Targeting Financial Restructuring and a Stronger Safety Net

A requisite level of recapitalization will be necessary to deal with nonperforming loans. Prompt corrective action and an early warning system are monitoring mechanisms available to financial authorities with regard to capital adequacy standards. In autumn 2017, the FSA began to examine the more flexible application of these mechanisms (early application to require the increase of equity capital). At the same time, it began to examine the flexible application of the Act on Special Measures for Strengthening Financial Functions in the injection of public funds (flexible application of existing standards to enable the early injection of public funds). Also, in relation to financial restructuring, which is effective in stabilizing the financial system, exploration has begun to enact a Diet-legislated special act that does not conflict with the Antimonopoly Act in view of the Fair Trade Commission rejecting the merger of the Eighteenth Bank and Shinwa Bank in Nagasaki Prefecture.
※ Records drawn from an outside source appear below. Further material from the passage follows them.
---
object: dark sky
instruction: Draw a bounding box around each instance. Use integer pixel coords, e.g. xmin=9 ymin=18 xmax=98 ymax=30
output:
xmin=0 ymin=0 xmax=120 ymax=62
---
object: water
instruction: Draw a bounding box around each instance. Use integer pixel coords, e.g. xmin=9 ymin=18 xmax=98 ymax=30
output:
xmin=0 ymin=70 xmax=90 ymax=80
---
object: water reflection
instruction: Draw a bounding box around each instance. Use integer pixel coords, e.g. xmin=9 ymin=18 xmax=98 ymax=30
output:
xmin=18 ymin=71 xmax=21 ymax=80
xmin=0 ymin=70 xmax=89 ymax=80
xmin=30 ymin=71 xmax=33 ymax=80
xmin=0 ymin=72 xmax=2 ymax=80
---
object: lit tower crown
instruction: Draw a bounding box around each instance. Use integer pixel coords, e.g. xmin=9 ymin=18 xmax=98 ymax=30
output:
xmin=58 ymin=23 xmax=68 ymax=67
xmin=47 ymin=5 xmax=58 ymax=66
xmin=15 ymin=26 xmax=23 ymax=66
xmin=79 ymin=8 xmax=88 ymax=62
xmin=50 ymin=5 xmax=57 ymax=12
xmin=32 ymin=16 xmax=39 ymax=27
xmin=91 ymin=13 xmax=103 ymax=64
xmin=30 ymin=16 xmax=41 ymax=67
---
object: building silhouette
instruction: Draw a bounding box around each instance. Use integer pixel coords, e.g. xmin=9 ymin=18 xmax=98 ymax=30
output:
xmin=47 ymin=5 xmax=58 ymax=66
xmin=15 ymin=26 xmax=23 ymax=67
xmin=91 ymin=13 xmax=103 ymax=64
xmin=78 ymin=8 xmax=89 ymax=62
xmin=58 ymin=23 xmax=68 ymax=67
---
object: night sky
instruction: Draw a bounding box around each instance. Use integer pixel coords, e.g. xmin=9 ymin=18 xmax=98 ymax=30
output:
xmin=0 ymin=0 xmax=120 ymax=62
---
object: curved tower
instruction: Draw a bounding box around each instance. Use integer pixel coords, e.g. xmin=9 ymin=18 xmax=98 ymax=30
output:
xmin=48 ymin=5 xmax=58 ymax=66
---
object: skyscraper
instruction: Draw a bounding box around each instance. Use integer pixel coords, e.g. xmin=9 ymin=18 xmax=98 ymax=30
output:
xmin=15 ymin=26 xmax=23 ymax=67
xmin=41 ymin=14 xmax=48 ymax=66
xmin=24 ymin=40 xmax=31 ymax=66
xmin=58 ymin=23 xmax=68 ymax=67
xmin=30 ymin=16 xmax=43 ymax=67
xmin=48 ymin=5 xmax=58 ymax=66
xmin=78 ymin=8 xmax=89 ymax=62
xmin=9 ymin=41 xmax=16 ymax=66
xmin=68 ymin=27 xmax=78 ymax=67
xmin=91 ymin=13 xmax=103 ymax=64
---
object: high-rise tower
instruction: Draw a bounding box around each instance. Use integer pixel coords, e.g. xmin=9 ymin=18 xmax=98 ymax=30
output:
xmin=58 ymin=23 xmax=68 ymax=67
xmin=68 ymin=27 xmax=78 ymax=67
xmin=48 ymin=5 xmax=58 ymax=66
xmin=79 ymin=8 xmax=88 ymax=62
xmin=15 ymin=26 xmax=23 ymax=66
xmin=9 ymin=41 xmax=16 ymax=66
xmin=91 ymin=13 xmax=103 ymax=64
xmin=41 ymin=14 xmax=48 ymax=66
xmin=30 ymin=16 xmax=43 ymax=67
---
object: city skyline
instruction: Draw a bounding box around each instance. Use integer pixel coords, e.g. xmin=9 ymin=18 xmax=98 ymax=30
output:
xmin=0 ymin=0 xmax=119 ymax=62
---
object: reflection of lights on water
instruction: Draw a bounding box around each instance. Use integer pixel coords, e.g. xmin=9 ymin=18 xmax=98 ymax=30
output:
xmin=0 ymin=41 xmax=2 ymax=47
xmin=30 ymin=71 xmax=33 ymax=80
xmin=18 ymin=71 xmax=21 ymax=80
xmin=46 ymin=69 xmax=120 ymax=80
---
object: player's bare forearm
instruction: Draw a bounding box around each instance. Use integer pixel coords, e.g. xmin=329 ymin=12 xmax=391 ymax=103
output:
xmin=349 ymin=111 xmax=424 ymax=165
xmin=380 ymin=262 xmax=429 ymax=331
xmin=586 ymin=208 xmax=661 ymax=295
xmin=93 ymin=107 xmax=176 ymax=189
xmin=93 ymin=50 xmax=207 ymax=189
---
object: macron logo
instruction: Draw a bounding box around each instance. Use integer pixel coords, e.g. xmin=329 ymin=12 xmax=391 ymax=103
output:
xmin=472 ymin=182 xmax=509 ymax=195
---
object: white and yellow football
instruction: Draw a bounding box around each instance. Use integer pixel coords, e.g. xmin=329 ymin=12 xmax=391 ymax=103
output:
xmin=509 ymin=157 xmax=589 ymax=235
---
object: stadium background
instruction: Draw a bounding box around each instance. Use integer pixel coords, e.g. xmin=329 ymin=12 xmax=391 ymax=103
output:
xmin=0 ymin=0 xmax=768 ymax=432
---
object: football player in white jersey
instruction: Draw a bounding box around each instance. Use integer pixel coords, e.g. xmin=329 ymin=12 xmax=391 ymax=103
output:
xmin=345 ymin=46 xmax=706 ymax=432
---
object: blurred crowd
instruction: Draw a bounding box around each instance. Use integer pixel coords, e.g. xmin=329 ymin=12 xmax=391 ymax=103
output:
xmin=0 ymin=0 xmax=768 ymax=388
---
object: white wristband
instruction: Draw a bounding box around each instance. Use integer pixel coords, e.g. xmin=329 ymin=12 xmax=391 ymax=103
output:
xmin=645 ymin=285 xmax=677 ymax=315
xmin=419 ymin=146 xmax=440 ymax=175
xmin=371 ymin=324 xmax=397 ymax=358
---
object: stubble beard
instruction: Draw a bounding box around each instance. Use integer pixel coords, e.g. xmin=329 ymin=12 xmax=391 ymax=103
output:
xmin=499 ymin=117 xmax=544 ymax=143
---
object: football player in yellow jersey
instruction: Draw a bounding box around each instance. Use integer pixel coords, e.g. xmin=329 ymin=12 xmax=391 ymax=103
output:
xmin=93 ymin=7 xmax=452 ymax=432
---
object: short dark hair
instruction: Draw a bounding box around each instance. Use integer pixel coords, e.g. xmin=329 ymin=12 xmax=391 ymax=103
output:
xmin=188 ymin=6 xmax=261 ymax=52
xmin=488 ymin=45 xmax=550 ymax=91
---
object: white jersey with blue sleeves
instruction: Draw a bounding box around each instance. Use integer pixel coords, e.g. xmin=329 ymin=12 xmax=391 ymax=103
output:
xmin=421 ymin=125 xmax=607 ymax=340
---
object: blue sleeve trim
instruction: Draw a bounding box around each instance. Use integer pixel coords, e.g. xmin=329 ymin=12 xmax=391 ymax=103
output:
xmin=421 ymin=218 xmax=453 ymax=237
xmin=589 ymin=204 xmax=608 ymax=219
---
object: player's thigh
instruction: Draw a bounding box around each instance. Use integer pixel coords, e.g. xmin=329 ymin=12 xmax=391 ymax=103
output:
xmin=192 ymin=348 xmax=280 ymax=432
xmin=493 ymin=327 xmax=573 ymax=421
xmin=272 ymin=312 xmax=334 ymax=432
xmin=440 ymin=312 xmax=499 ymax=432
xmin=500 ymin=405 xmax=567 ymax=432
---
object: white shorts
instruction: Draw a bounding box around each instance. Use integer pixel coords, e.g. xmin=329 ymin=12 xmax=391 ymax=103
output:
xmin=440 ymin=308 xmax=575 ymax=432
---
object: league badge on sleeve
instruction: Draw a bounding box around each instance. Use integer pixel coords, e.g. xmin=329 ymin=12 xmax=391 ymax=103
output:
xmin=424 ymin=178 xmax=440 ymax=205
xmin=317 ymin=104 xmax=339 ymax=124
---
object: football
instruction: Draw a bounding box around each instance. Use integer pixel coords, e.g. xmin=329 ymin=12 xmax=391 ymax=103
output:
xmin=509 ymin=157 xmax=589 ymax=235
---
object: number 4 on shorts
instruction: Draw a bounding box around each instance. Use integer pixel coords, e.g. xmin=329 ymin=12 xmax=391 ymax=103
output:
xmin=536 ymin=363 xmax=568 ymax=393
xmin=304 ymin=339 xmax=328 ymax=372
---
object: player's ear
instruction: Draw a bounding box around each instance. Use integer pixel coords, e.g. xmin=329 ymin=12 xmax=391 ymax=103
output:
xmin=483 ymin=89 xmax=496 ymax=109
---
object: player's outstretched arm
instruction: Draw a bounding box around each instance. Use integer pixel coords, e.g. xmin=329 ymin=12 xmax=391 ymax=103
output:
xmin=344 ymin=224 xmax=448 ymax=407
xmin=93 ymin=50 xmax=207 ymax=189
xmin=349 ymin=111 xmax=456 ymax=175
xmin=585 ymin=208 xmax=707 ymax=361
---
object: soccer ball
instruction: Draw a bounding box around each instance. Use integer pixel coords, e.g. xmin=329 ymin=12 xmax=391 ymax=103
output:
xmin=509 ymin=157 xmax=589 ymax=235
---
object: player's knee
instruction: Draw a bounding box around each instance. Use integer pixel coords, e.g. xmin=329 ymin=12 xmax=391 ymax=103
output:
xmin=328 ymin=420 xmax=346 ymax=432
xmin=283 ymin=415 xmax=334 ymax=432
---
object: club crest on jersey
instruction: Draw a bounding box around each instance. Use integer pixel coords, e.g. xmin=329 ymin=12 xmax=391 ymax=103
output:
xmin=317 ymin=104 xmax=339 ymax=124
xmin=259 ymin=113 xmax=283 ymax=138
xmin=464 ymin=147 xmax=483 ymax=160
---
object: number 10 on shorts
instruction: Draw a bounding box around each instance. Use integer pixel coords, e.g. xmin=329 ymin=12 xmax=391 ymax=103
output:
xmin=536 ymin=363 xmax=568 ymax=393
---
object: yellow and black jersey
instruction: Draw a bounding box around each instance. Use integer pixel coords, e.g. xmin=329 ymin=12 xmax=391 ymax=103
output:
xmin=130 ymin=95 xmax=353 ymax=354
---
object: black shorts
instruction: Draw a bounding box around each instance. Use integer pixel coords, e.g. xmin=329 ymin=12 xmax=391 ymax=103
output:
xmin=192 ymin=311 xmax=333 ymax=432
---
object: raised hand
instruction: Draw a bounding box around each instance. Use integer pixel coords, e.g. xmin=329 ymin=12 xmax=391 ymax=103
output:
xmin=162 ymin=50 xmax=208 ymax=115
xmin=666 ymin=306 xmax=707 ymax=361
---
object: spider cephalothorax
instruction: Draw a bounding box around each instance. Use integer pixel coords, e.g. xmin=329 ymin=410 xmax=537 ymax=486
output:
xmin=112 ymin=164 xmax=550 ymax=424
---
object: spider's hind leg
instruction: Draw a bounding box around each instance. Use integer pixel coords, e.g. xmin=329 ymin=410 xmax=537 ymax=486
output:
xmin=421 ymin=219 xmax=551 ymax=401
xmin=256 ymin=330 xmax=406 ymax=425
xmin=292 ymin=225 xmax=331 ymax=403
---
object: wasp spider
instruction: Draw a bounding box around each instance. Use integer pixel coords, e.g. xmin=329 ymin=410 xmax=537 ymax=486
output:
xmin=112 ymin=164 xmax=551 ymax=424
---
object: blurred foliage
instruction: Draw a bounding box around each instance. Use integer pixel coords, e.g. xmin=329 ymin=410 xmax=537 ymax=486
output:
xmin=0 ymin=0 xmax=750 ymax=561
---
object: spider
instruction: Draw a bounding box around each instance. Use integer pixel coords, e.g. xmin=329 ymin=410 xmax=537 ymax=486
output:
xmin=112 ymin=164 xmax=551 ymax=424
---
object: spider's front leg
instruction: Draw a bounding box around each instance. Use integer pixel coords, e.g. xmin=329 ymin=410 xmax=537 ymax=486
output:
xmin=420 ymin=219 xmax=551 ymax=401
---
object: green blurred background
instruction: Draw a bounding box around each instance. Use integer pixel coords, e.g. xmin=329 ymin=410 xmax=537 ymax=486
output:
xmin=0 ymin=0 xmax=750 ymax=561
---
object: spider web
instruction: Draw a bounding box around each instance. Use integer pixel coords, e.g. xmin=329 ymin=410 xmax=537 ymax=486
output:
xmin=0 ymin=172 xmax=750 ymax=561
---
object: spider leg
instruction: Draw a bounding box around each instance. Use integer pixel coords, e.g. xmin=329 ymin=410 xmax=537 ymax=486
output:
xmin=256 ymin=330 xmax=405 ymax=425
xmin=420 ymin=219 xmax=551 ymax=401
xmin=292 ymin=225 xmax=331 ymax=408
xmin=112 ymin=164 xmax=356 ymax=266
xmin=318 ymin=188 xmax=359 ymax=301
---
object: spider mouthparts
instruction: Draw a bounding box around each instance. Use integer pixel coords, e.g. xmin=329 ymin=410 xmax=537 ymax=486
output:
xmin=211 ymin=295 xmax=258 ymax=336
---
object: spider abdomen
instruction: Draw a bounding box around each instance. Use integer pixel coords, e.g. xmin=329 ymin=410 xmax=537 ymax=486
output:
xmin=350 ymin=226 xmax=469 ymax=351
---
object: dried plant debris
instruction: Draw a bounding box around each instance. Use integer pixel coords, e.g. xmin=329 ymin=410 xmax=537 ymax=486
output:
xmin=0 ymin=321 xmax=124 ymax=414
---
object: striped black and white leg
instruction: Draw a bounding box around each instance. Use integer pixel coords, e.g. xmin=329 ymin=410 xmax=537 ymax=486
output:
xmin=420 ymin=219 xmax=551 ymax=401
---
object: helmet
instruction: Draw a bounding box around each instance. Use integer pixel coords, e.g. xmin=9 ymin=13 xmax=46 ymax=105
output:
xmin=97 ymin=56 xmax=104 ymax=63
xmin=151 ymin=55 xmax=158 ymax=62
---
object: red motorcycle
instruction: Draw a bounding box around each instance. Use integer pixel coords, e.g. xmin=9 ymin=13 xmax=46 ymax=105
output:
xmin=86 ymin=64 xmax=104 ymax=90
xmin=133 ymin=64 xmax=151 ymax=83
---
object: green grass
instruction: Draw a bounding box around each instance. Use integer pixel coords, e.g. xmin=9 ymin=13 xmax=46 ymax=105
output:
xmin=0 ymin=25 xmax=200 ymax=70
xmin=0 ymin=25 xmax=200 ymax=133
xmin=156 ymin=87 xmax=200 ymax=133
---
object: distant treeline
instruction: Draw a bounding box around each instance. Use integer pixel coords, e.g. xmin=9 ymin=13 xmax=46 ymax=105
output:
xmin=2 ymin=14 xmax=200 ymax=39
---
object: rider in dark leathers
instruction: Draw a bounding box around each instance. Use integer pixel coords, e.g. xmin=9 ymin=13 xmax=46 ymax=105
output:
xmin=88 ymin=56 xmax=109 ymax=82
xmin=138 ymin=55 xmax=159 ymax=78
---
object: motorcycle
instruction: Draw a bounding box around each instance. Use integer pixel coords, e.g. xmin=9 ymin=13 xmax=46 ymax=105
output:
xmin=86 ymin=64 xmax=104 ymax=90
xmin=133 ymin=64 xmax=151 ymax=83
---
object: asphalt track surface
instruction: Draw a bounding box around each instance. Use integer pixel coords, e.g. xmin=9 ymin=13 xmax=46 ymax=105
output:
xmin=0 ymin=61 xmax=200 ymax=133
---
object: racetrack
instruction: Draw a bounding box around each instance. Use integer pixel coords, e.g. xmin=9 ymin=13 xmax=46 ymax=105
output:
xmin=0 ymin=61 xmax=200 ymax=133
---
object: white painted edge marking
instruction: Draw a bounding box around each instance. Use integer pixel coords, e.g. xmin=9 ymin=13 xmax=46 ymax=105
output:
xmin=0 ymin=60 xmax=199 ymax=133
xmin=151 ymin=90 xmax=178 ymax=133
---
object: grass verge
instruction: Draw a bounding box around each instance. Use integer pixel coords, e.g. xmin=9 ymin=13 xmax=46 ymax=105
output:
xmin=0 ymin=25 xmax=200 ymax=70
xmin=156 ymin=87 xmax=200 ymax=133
During the last four years, the FSA has respected the judgment of financial institutions and has suspended the assessment of individual loans with the exception of large borrowers. This stance, however, is now being threatened by a development in 2017, the bankruptcy of the bargain travel agency Tellmeclub with total liabilities of ¥15 billion. What was problematic for the FSA was not the size of liabilities but banks’ assessment of Tellmeclub as a performing borrower. The FSA was angered that banks’ understanding of basic business details and the confirmation of the use of funds were inadequate and that credit assessments did not function as they should.

While the FSA maintains it is not planning to revive the assessment of individual loan assets, if the self-assessment of performing borrowers is inadequate, this risks shaking the very foundations of current financial administration. To repeat, nonperforming loan ratios are extremely low. Should interest rates rise, however, potential nonperforming loans will turn bad. The breakdown of credit assessments has become a reality. With the threat of approaching financial crisis, the FSA is redoubling its vigilance.

(Originally published in Japanese on January 15, 2018. Banner photo: President Satō Yasuhiro of the Mizuho Financial Group holding a press conference on interim consolidated financial results for September 2017 in Tokyo on November 13, 2017. On the same day he announced plans to slash the number of employees by 19,000. © Jiji.)